Halepli Ali 18 yaşında. Suriye’de yaşarken LGBTİ kelimesini hiç duymamış, çocukluğundan beri hissettiği “başkalığın” adını koymamıştı. Savaş sonrası bütün ailesi İstanbul ve Gaziantep arasında dağıldı ama onun ayrıca kaçması gerekiyordu. Ailesi eşcinsel olduğunu öğrenmişti; akrabalarından sürekli tehdit telefonları alıyordu. “Suriye’ye dön, savaşa katıl ve öl” diyorlardı. Hatta hangi tarafta katılacağı dahi umurlarında değildi, basbayağı çocuklarının ölmesini istiyorlardı. Türkiye’de para kazanmak istedi, çalıştığı markette bir çalışan tecavüz etti. Bu da yetmedi, oturduğu ev taşlandı. Bir keresinde ilaç, bir diğerinde çamaşır suyu, diğerinde şampuan içerek intihara teşebbüs etti. Hali o kadar ortadaydı ki, Ali’nin Birleşmiş Milletler Mülteciler Yüksek Komiserliği’ne yaptığı başvuru sonucu Kanada’ya yerleşimi onaylandı. Fakat Ali, Türkiye’de ne kadar beklemesi gerektiğini bilmiyor. Buradaki hayatından o kadar usanmış ki, süreç uzarsa Suriye’ye dönmeye bile razı.

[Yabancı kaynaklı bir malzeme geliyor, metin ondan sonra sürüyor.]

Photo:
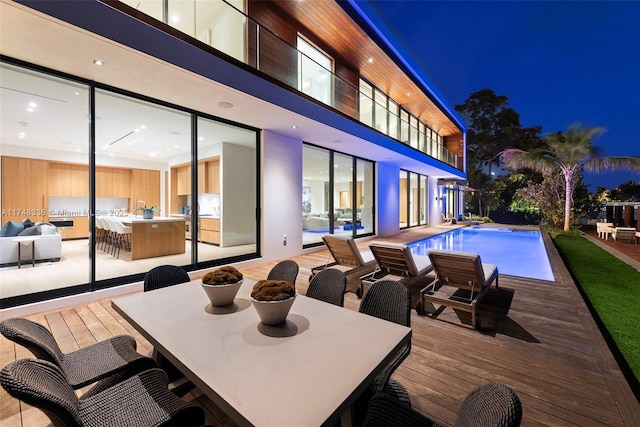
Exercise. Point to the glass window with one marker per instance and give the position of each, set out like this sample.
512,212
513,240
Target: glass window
143,171
366,103
135,141
315,194
404,126
381,111
414,200
364,196
44,141
314,72
343,194
332,202
424,201
226,216
182,16
394,118
413,131
221,26
404,199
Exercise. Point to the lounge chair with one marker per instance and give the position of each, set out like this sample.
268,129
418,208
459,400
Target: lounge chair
624,233
347,257
465,274
396,262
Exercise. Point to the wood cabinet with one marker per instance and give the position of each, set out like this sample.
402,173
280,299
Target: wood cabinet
59,180
79,180
24,189
213,175
67,180
113,182
183,178
210,230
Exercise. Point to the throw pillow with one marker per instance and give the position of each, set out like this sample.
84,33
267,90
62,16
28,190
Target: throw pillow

Sayıları üç milyonu aştığı tahmin edilen Türkiye’deki Suriyeliler, evlerini, topraklarını, kariyerlerini, saadetlerini bırakıp geldiler. Geçici koruma altındaki misafir halleri birçok temel insan hakkına erişimlerini güçleştirirken toplumsal dışlanmanın da mağduru oldular. Sadece son günlerde vatandaşlık ihtimaliyle nükseden dile bakmak yeterli. Mültecilik, sığınmacılık, göçmenlik her haliyle bambaşka bir can kaygısını, psikolojik bir travmayı, ekonomik manada sınıfsal düşüşü getiriyor. Bir de eşcinsel, trans, travesti mültecileri düşünün... Zaten bulundukları ülkelerde cinsiyet kimlikleri üzerinden baskı görürken, görece koşulların daha “iyi” olduğu ama homofobi ve transfobinin ırkçılıkla beslenebildiği bir ülkede sağlar, ama iki kez çekiyorlar.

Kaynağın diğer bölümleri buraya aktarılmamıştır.